I had promised to respond to the issue of the theological necessity of Mary being the sole source of Jesus' humanity. In thinking about providing a good and comprehensive response to my claim, I realized that I would almost have to write a paper of significant length. I may just have to do that in the course of time, someday I hope to write about the Blessed Virgin Mary. In talking with a few friends who are theologians, they agreed with me on the issue but not right away, they had to think about it. The reason is that that particular question had not arisen in their minds as such. So I am pondering how to address the question since it may be the case that it is not quite as clearly spelled out in the tradition.

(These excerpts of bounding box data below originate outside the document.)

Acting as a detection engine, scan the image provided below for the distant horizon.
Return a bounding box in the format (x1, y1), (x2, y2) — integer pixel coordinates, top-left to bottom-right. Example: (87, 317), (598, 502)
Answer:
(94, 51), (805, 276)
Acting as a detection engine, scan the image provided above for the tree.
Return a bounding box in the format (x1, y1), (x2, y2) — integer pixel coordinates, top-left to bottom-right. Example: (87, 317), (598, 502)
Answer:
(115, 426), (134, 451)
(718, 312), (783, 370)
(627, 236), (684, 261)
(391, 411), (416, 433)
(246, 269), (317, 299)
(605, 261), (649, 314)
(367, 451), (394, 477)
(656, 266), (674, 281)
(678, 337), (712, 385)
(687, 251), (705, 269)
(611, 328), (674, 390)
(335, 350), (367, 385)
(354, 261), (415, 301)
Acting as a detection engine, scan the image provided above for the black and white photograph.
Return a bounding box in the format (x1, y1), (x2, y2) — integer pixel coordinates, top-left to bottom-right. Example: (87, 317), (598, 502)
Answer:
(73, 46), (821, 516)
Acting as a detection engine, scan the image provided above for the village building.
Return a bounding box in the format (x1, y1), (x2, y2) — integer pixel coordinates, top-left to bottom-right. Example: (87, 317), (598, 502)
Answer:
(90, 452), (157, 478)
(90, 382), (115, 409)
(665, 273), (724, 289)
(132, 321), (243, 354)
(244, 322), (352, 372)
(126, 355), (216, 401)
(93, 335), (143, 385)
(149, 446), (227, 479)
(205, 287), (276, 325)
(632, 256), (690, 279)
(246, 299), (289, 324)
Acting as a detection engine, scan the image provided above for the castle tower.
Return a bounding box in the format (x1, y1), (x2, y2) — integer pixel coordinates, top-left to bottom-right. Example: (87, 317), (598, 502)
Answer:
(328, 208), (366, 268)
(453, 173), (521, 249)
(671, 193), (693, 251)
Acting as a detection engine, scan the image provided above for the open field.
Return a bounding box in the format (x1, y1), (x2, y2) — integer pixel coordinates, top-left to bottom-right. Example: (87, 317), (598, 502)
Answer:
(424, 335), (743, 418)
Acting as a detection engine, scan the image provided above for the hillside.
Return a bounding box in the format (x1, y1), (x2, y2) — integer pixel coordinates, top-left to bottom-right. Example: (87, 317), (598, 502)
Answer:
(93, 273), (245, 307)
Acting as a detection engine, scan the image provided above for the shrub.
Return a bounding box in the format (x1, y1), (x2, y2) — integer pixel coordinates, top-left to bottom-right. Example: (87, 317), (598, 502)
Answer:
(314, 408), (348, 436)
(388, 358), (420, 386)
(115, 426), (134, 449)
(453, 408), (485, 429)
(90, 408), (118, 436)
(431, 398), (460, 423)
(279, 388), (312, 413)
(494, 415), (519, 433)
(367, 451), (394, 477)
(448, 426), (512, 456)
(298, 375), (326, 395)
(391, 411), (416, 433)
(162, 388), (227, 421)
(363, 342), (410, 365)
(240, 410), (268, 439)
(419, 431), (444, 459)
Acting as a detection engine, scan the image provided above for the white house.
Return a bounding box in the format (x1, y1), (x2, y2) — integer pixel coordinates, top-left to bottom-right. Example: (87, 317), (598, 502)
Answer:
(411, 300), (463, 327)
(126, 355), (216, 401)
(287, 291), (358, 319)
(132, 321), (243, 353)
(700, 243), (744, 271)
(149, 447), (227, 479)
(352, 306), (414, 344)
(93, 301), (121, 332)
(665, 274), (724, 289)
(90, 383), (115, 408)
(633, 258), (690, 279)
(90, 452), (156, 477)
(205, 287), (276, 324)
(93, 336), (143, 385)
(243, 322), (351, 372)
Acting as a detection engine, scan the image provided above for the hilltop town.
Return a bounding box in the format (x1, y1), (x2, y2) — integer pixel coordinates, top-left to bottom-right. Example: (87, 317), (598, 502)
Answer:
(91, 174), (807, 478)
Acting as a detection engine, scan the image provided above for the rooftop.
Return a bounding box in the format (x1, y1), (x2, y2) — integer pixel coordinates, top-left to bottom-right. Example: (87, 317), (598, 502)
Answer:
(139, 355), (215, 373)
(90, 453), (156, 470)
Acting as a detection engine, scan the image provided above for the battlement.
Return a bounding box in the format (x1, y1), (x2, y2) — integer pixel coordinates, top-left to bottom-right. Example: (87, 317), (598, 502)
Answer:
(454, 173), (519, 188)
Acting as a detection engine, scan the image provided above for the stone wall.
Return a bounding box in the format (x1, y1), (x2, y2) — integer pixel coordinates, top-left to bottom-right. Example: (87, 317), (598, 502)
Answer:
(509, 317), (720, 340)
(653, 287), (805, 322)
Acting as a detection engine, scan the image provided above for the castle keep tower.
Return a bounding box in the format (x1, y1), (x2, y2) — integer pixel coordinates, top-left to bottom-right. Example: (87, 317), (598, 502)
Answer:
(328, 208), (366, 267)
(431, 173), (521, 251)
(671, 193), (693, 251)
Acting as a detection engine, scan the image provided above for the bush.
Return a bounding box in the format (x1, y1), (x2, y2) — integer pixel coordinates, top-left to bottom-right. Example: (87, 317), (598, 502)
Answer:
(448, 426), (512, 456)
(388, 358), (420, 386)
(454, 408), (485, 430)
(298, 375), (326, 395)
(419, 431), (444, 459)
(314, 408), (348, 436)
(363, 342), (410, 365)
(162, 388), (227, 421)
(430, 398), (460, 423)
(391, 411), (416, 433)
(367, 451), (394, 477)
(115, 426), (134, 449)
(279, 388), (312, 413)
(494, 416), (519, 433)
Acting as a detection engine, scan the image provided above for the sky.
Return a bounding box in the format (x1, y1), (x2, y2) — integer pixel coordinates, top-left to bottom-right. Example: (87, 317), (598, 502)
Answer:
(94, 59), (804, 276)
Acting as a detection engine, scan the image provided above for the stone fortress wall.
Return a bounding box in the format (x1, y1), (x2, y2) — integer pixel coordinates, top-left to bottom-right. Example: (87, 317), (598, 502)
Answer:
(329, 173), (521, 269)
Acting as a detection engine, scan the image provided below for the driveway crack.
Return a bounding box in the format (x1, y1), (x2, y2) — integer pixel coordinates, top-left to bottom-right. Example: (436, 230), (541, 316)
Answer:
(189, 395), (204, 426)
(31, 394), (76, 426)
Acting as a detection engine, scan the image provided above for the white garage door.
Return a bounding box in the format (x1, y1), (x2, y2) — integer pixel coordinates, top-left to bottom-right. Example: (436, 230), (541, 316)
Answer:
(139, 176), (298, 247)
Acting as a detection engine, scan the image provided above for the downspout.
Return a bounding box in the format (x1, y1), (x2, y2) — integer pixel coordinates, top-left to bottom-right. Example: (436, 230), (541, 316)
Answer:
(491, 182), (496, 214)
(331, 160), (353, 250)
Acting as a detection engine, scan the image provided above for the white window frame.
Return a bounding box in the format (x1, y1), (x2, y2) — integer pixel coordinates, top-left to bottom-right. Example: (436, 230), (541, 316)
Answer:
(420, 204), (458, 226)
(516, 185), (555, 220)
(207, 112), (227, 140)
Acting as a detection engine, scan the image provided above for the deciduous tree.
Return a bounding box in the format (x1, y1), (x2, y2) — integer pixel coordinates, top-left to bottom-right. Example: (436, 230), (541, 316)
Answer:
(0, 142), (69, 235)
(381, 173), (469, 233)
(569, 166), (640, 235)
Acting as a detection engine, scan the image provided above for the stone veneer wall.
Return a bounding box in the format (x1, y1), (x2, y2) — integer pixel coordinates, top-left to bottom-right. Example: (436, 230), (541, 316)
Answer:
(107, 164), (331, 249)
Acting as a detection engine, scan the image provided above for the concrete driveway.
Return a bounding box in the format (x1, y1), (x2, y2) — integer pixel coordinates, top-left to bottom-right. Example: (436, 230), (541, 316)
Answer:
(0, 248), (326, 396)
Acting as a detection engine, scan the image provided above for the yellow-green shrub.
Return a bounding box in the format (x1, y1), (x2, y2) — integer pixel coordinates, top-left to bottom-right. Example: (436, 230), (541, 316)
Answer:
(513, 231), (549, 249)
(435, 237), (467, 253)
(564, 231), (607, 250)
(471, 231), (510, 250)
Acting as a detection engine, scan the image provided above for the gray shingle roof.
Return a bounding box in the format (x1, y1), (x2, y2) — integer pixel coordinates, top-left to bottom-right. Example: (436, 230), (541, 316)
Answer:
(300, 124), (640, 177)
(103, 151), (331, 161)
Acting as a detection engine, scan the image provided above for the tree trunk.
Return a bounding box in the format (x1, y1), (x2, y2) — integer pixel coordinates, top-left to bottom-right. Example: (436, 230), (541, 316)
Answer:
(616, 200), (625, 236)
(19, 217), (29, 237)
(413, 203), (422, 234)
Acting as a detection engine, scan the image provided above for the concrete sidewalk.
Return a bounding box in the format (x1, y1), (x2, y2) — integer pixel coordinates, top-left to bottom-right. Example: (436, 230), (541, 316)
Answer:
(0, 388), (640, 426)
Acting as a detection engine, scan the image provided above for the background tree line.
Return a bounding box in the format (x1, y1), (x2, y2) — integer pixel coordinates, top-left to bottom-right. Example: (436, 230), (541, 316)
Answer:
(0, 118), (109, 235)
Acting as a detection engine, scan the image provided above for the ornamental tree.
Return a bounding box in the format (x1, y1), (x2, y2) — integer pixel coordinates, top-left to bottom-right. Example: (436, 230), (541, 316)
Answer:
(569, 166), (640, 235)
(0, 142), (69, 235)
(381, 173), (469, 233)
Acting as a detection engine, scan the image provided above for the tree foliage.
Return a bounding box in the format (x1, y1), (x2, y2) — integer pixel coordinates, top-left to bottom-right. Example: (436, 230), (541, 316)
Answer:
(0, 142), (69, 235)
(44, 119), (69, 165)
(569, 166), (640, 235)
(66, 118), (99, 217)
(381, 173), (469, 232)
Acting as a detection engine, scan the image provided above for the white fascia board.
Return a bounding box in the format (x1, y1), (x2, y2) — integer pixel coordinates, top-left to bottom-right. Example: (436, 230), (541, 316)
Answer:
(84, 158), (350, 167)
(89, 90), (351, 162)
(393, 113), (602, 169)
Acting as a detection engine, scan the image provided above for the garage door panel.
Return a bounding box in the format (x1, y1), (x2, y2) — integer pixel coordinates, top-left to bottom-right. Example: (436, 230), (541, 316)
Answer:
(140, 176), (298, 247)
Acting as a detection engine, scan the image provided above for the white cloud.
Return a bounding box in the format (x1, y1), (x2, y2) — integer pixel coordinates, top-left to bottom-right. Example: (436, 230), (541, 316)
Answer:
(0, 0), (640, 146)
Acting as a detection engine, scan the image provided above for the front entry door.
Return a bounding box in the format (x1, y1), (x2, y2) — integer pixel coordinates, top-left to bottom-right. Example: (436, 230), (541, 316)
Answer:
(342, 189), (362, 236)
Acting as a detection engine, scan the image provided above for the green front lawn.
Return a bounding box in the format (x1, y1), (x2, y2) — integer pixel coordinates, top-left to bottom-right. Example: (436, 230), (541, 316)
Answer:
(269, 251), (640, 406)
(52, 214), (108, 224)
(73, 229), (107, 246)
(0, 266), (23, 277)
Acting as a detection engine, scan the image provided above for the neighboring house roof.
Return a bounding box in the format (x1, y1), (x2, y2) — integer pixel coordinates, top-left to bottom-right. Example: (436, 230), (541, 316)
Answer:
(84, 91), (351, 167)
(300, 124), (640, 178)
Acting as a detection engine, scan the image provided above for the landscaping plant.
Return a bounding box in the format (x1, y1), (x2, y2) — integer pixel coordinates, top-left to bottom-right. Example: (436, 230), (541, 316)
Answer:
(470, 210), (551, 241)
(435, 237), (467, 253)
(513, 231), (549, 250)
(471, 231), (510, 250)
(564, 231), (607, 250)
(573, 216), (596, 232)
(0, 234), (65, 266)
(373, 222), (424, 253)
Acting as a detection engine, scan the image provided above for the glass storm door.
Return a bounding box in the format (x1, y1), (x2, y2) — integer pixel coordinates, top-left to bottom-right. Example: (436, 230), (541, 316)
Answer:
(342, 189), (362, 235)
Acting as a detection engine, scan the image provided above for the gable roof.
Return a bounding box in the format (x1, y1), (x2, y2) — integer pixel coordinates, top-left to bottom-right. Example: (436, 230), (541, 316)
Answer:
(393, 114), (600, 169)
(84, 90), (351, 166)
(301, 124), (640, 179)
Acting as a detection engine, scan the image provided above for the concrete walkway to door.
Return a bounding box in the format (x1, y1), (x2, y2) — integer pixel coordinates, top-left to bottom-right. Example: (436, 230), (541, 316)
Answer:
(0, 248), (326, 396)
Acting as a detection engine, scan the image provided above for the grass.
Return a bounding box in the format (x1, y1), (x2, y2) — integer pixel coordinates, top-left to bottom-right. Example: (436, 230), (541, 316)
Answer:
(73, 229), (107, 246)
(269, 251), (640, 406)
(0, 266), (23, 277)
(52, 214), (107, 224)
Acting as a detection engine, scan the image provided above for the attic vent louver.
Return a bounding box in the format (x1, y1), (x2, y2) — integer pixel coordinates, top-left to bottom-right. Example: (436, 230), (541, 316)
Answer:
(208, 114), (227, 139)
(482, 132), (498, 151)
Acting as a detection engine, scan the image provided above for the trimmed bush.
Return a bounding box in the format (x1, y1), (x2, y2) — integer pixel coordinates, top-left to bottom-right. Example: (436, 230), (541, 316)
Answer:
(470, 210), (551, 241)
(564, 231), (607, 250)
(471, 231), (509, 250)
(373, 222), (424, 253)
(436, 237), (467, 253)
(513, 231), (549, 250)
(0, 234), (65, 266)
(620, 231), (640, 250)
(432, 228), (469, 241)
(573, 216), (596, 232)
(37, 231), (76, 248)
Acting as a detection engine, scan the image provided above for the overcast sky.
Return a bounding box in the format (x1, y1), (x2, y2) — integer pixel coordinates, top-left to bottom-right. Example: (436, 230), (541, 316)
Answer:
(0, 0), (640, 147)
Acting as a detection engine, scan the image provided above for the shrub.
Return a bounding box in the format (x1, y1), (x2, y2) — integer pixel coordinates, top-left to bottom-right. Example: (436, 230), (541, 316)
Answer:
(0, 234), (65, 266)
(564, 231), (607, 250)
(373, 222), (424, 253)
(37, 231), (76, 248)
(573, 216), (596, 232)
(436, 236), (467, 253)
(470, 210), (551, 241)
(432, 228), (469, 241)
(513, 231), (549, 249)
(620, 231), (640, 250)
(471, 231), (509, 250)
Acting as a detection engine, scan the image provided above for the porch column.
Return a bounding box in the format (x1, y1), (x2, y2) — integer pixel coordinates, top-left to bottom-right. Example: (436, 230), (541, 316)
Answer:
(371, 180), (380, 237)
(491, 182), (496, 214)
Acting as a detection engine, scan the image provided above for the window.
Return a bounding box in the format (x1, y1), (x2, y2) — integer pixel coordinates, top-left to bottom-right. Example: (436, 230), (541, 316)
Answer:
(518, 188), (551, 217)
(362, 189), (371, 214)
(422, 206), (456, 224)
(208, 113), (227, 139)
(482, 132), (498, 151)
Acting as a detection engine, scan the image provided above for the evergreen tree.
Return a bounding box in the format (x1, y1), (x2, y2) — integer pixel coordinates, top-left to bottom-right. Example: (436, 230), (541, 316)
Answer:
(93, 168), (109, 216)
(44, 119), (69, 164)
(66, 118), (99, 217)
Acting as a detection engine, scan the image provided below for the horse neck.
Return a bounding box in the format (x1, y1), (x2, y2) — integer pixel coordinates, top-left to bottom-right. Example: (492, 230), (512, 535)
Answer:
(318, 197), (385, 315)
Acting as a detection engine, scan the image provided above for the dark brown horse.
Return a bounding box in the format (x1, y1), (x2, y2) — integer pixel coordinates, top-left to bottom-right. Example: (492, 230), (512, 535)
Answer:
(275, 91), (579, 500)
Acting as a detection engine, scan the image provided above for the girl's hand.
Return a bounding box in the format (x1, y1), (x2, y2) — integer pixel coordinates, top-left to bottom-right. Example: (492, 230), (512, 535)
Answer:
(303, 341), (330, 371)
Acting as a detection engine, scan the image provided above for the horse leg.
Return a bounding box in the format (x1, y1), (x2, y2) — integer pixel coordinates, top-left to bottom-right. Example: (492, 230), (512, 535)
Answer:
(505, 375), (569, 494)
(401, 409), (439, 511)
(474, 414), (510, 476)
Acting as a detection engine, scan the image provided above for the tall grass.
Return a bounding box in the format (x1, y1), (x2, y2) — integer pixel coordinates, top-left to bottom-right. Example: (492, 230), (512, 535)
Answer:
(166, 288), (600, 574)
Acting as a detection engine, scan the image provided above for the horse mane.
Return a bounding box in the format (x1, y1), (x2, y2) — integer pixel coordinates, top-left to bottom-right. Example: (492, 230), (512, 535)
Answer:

I guess I would say that in the tradition of Christology, one of the key issues has been the idea that God became man so that man can become god. This is what the priest basically utters at mass when he puts a drop of water in the chalice with wine. Human beings are historical creatures and to belong to the human race one must come from human stock. By human race, I mean, be a child of Adam. If God added miraculously, anything to Mary's conceived seed, then we would have a different kind of human, and not one of Adam's children. The importance of Jesus' being human is linked to the Athanasian point that what was not assumed was not redeemed. So for Christ to redeem human, he had to become human, he absolutely could not be anything else. And being human was being born of the Virgn Mary. At least this is how many in the very platonic East saw the issue.


I would recommend a reading of the 8th chapter of the second book of Anselm's Cur Dues Homo, Why The God-Man. He argues that the man who offered satisfaction for the sin of Adam had to be himself of Adam's stock. I also looked though William Jurgen's The Faith of the Early Fathers which has a comprehensive and well indexed list of quotes from the Father's of the Church. In the Doctrinal index #311, there are quotes about XT's humanity and Mary as its source. Many of them make it clear that the Fathers, and thus, the tradition, see Mary as the source of the full humanity of Christ while God is responsible fo the divinity and person of XT.


Another quick point that I should make is that if we take note regarding the wording of the hypostatic union, i.e., the union between the second person of the Trinity, with his divine nature, and his human nature, the language always points to union and not creation. God united himself indissolubly to human nature to become Jesus Christ, he did not create but unite. The question may then come up about the soul of humans, which the Church teaches is created by God at the moment of conception. This would not negate my point, my point is that God did in the case of Mary what he normally does with other human beings, thus the soul of Christ was created as any other would with no special creative supplements. The conception of Christ is miraculous but more credit must be given to the faith of Mary for the miraculous nature of the birth. In this lies her greatness and glory. Her faith made it happen. She believed that God could be born of her and he was indeed born of her.


I also thumbed through a book I have called Early Christian Doctrines by J.N.D. Kelly,a widely regarded historian, whose work on early creeds and early XTian doctrine is considered extremely good. He has a chapter on Christology and in surveying it, the point is there and seems to be the major point that Christ is one divine person, with two distinct and separate natures, the divine nature is from God and the human from the Blessed Virgin Mary.


Finally I looked at the Catechism of the Catholic Church paragraphs #430-507, and I read it to make the same emphatic point that the source of Jesus' complete humanity is Mary and his divinity is God. Other references would be Hebrews 2, Romans 5 and I Cor. 15, about the first and the last Adam. Christ is the last Adam because he is the Son of Man, i.e., the Son of Adam, which is what Luke's genealogy was attemtping to prove. I hope all this is sufficient to back the earlier claim that I had made here and here.